CVE-2024-58302 is a vulnerability classified under CWE-98 (Improper Control of Filename for Include/Require Statement in PHP Programs) affecting FriendsofFlarum Pretty Mail version 1.1.2. This vulnerability allows an attacker with administrative privileges to exploit the email template functionality by injecting file inclusion payloads. The flaw stems from insufficient validation of filenames used in PHP include or require statements within the email template rendering process. By manipulating template settings, an attacker can cause the server to include arbitrary local files, such as /etc/passwd, leading to unauthorized disclosure of sensitive system information. The vulnerability does not require user interaction and can be exploited remotely over the network, but it does require administrative privileges on the Flarum forum instance. The CVSS 4.0 score is 6.9, reflecting a medium severity due to the high impact on confidentiality but limited by the requirement for elevated privileges. No public exploits or patches are currently available, increasing the importance of proactive mitigation. This vulnerability could be leveraged for further attacks if combined with other weaknesses, such as privilege escalation or lateral movement within the network.

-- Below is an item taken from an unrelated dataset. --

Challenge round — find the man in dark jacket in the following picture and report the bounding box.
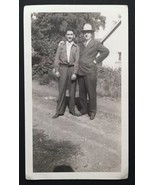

For European organizations, especially those running community forums or customer support platforms using Flarum with the Pretty Mail extension, this vulnerability poses a risk of sensitive information disclosure. Attackers with administrative access can read critical system files, potentially exposing user data, system configurations, or credentials stored in files. This can lead to further compromise, including privilege escalation or lateral movement within the network. The impact is particularly significant for organizations handling personal data under GDPR, as unauthorized disclosure could result in regulatory penalties and reputational damage. Additionally, the ability to read arbitrary files may facilitate targeted attacks against infrastructure or intellectual property. Since the vulnerability requires administrative privileges, the risk is heightened if administrative accounts are weakly protected or compromised through phishing or credential reuse. The medium severity score reflects a balance between the high confidentiality impact and the access requirements, but the potential for chained attacks elevates the threat level in practice.

1. Restrict administrative access strictly to trusted personnel and enforce strong authentication mechanisms such as multi-factor authentication (MFA) for all admin accounts. 2. Immediately audit and limit permissions for template editing within the Pretty Mail extension to prevent unauthorized modifications. 3. Implement input validation and sanitization on all template fields that accept filenames or include directives to prevent injection of malicious payloads. 4. Monitor logs for unusual template changes or email generation activities that could indicate exploitation attempts. 5. Isolate the Flarum application server from critical infrastructure to limit the impact of any file disclosure. 6. Regularly back up configuration and template files to enable quick restoration if tampering occurs. 7. Stay alert for official patches or updates from the Flarum or FriendsofFlarum development teams and apply them promptly once released. 8. Consider deploying web application firewalls (WAFs) with rules to detect and block suspicious file inclusion patterns targeting the Pretty Mail extension. 9. Conduct security awareness training for administrators to recognize phishing and social engineering attempts that could lead to credential compromise.